The concept of using advanced computational tools to make art in particular was one of the
many experiments tried by David Bowie, who developed an app which modified words and
sentence sequences to write lyrics. These days, software is assisting the processes from writing
to production and beyond,

How Feasible Is It Anyway?

Will an AI ever create lyrics that are emotionally meaningful to humans? Could AI’s
greatest contribution to music be creating new genres? How good is AI at replicating
human singing?

Using AI To Make Otherwise Impossible Songs

One of the most creatively demanding and gratifying activities that people can do together is
improvise music. It requires virtuosity, motor skills, timing, trust, and 'feel,' with each member
working in the present to keep the music moving.

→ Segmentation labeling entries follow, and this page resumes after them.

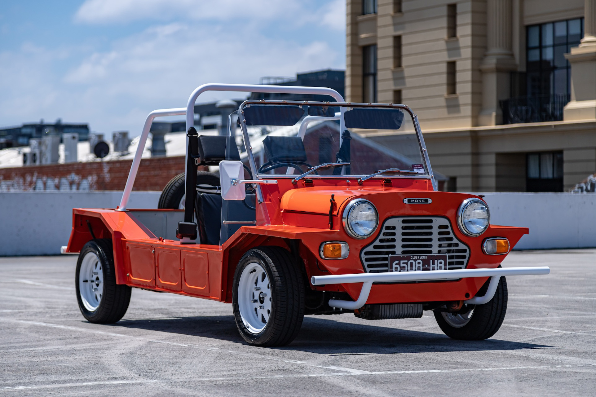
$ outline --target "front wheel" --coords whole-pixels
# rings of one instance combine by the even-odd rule
[[[466,305],[455,313],[434,311],[434,318],[445,335],[454,339],[480,340],[499,330],[507,311],[507,282],[499,280],[495,296],[484,305]]]
[[[97,238],[80,250],[75,276],[76,297],[83,316],[91,322],[120,320],[131,301],[131,287],[116,283],[111,240]]]
[[[287,345],[302,325],[304,294],[290,253],[280,247],[250,250],[234,276],[234,317],[240,335],[251,345]]]

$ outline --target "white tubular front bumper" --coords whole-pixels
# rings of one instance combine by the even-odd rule
[[[499,279],[501,276],[532,275],[548,274],[548,266],[526,268],[497,268],[496,269],[458,269],[456,270],[432,270],[424,272],[401,272],[387,273],[358,273],[355,274],[334,274],[332,275],[312,276],[311,283],[313,286],[327,284],[347,284],[362,283],[362,289],[356,302],[331,299],[329,306],[332,308],[356,310],[367,303],[373,283],[395,283],[396,281],[426,281],[432,280],[454,280],[467,277],[492,277],[486,293],[483,296],[476,296],[465,300],[470,305],[483,305],[495,295]],[[388,302],[389,303],[389,302]]]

When cooperation works, the results
appear almost miraculous, yet successful collaboration is delicate and difficult to achieve,
even for the finest music improvisers. What happens when one of the musicians is a
machine learning algorithm?

Music and artificial intelligence have long been linked. Alan Turing, the computer science
godfather, created a machine in 1951 that generated three basic songs. David Bowie began
experimenting with a digital lyric randomizer for inspiration in the 1990s. Simultaneously, a
music theory professor taught a computer programme to produce new pieces in the manner
of Bach; when an audience heard its work next to a genuine Bach piece, they couldn't tell
the difference.

The subject of AI music has advanced significantly in recent years, due in part to dedicated
research teams at universities, financing from big internet corporations, and machine
learning conferences like as NeurIPS.

Dan Tepfer
Tepfer received international recognition for his 2011 CD Goldberg Variations / Variations,
which featured him performing and improvising on J.S. Bach's masterpiece—to "elegant,
contemplative, and exhilarating" effect (New York magazine). Natural Machines, Tepfer's
latest video album, is one of his most inventively forward-thinking yet, with him investigating
in real time the convergence of science and art, coding and improvisation, digital algorithms
and heart beats. According to the New York Times, he is "a fundamentally rational
improviser driven to the unknown."

Holly Herndon
AI might frequently appear to be a black box. "There is a barrier to entrance," Herndon
explained. "I get that, but there are some beliefs I have now that I would not have had if I
hadn't read the buzzy pieces circulating around the internet." She claims that the experience
is not as faultless as Apple or Amazon would have us believe, and that the programming that
supports it is not devoid of human prejudice.